We are what we repeatedly do. Excellence, then, is not an act, but a habit.
— Aristotle

The purpose of the one year pledge is to strengthen the body (‘eat,’ ‘move,’ ‘drink’), the mind (‘read’), and the spirit (‘give back,’ ‘experiment’). 

I’ve always been interested in self experimentation, challenges and new experiences.  There are so many variables that we can change in our lives that can contribute to, or detract from, our well being and happiness – and the only way to know what works is to try different things.  With most forms of personal experimentation, there is much more to be gained than to be lost. 

This year long pledge - hopefully the first of many - is designed to discover just how, and to what degree, certain habits make us healthier and happier (two things that I believe go hand in hand).  A year is a long time, and many elements of this pledge will require a good deal of willpower. Different aspects will be difficult for different people. But, for the reasons outlined in each element’s page on this website, I believe that each of these activities and restrictions would be beneficial for just about everybody out there.  If anyone wants to try this with me, they need not commit to every single element.  Each element, or some combination of a few, can be a standalone pledge.

As Ben Franklin said, “’Tis easy to frame a good bold resolution; But hard is the Task that concerns execution.” This won’t be easy, but it will surely be worthwhile.

The elements of the pledge are summarized on the right.
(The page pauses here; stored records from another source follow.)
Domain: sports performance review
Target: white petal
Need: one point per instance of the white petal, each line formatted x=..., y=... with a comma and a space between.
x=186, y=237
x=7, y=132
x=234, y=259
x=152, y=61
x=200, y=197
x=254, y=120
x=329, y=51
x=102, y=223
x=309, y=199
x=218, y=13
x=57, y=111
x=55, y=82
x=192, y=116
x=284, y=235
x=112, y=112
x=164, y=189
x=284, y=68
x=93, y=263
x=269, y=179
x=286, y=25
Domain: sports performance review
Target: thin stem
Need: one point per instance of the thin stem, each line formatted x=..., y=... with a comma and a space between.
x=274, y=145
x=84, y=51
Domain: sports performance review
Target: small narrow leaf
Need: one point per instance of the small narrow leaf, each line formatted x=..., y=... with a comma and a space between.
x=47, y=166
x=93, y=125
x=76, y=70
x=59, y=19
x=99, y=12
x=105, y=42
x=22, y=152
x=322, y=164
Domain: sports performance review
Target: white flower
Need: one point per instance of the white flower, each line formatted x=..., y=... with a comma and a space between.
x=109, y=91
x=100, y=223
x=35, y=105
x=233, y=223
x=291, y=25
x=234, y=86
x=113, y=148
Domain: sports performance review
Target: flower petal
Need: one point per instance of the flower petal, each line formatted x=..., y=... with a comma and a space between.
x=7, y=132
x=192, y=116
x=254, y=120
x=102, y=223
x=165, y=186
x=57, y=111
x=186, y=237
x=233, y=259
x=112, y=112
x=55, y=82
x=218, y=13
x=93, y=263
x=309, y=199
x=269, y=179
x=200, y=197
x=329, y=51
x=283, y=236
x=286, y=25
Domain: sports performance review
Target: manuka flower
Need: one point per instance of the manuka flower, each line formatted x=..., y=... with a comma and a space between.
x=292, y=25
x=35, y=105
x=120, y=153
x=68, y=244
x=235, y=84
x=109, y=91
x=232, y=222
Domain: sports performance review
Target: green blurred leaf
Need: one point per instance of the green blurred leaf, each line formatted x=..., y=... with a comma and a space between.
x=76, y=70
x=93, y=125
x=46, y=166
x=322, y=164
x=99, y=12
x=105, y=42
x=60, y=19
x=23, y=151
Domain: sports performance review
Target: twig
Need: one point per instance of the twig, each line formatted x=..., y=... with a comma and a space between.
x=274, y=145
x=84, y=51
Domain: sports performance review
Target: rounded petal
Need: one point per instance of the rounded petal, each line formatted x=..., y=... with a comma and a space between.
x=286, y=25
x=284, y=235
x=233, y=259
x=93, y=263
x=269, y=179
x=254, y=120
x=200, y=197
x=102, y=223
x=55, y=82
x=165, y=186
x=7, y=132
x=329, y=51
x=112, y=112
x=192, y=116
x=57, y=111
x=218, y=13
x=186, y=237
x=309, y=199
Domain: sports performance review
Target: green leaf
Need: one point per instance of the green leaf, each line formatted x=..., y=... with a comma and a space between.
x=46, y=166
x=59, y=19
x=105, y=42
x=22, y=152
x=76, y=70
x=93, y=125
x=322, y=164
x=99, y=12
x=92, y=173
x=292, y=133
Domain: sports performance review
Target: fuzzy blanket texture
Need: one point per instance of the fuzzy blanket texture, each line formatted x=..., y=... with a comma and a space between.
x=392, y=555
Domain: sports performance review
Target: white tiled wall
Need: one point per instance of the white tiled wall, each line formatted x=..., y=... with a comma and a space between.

For more detailed reasoning behind each element, see its page on this website. The blog section of the website will be updated sporadically with posts about overall progress, or about one element in particular.  Here is the one year pledge:

THE ONE YEAR PLEDGE

Eat – Whole foods as much as possible.  Zero Gluten.  At some point, a one month sugar detox.

Move – An average of two high intensity workouts per week.  An average of two long walks per week.  

Drink – No beer. Two three-week long periods of complete sobriety.

Read – At least 25 books.

Give back – 5% of income to charity and/or 75 hours of community service. Some small kindness daily.

Experiment – At least once a month, do something that differs considerably from life’s normal routine.